Всякое искусство, говоритъ Монтескье, имѣетъ свои основныя правила, которыя могутъ руководствовать артиста, и которыхъ никогда не должно упускать изъ виду. Но часто теоретическіе законы, самые вѣрные въ сущности своей, могутъ быть ошибочны и ложны въ примѣненіи. Для того искусство сообщаетъ намъ правила, а вкусъ дѣлаетъ исключенія. Но мы обыкновенно учимся болѣе практически, нежели теоретически; не восходимъ къ основнымъ законамъ искуства, и потому машинально слѣдуя по стопамъ своихъ предшественниковъ, и рабски подражая имъ, повторяя и передѣлывая старое, — или стоимъ на одномъ и томъ же мѣстѣ, или вертимся у одной и той же мысли, — что очевидно вредитъ и успѣхамъ самаго искусства.

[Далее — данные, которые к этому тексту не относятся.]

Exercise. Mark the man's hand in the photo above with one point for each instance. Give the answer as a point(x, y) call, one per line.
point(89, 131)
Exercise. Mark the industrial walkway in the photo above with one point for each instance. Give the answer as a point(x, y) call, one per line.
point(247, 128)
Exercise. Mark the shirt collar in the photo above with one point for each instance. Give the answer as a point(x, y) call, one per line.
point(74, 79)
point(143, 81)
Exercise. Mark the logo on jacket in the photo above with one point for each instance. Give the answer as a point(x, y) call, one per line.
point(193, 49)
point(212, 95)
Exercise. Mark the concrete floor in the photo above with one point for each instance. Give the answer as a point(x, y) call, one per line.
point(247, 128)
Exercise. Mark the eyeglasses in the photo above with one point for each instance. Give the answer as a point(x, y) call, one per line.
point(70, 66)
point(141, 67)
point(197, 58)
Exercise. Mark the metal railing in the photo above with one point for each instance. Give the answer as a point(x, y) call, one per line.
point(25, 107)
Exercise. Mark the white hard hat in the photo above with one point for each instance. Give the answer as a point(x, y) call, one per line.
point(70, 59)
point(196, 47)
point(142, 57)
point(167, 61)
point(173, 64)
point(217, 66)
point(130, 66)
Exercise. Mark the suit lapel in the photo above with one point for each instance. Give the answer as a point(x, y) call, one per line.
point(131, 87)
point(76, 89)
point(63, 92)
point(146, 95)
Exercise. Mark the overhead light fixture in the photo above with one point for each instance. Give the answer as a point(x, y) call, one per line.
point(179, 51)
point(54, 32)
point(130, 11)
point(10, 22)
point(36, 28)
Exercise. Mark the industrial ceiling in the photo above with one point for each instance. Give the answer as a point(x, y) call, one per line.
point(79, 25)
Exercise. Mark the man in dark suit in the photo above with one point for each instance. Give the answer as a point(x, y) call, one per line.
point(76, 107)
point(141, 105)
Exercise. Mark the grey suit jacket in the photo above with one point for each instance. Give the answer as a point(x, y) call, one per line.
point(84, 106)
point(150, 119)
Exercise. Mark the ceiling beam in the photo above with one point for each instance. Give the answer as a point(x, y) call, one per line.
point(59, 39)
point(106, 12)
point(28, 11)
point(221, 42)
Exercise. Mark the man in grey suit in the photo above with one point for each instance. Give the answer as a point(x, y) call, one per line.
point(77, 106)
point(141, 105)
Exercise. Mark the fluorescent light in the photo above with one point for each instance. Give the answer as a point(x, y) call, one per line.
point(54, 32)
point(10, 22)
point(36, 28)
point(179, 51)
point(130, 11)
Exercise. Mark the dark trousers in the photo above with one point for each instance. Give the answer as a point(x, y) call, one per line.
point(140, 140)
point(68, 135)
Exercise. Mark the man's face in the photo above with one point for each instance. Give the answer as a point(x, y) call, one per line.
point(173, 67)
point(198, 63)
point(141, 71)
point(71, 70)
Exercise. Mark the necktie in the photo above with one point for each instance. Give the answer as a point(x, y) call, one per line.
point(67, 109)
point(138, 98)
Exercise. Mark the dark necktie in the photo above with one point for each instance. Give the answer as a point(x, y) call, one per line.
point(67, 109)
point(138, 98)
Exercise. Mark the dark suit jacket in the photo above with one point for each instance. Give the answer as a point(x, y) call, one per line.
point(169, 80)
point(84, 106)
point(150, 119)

Всѣ науки и искусства имѣютъ свои темныя стороны; на нихъ-то мы должны обратить свое вниманіе.
Для этого не худо знать исторію своей науки или искусства, гдѣ бы показано было, что намъ уже извѣстно, что дурно извѣстно, и что вовсе неизвѣстно. Тогда, начиная дѣйствовать практически, мы уже будемъ знать — чего еще не знаемъ, и что слѣдовательно намъ остается еще изучить на опытѣ, въ практикѣ; слѣдовательно не будемъ уже затрудняться въ мелочахъ и останавливаться на правилахъ, давно уже всѣмъ и каждому извѣстныхъ, а будемъ наблюдать только за тѣмъ, что вполнѣ заслуживаетъ нашего наблюденія и размышленія.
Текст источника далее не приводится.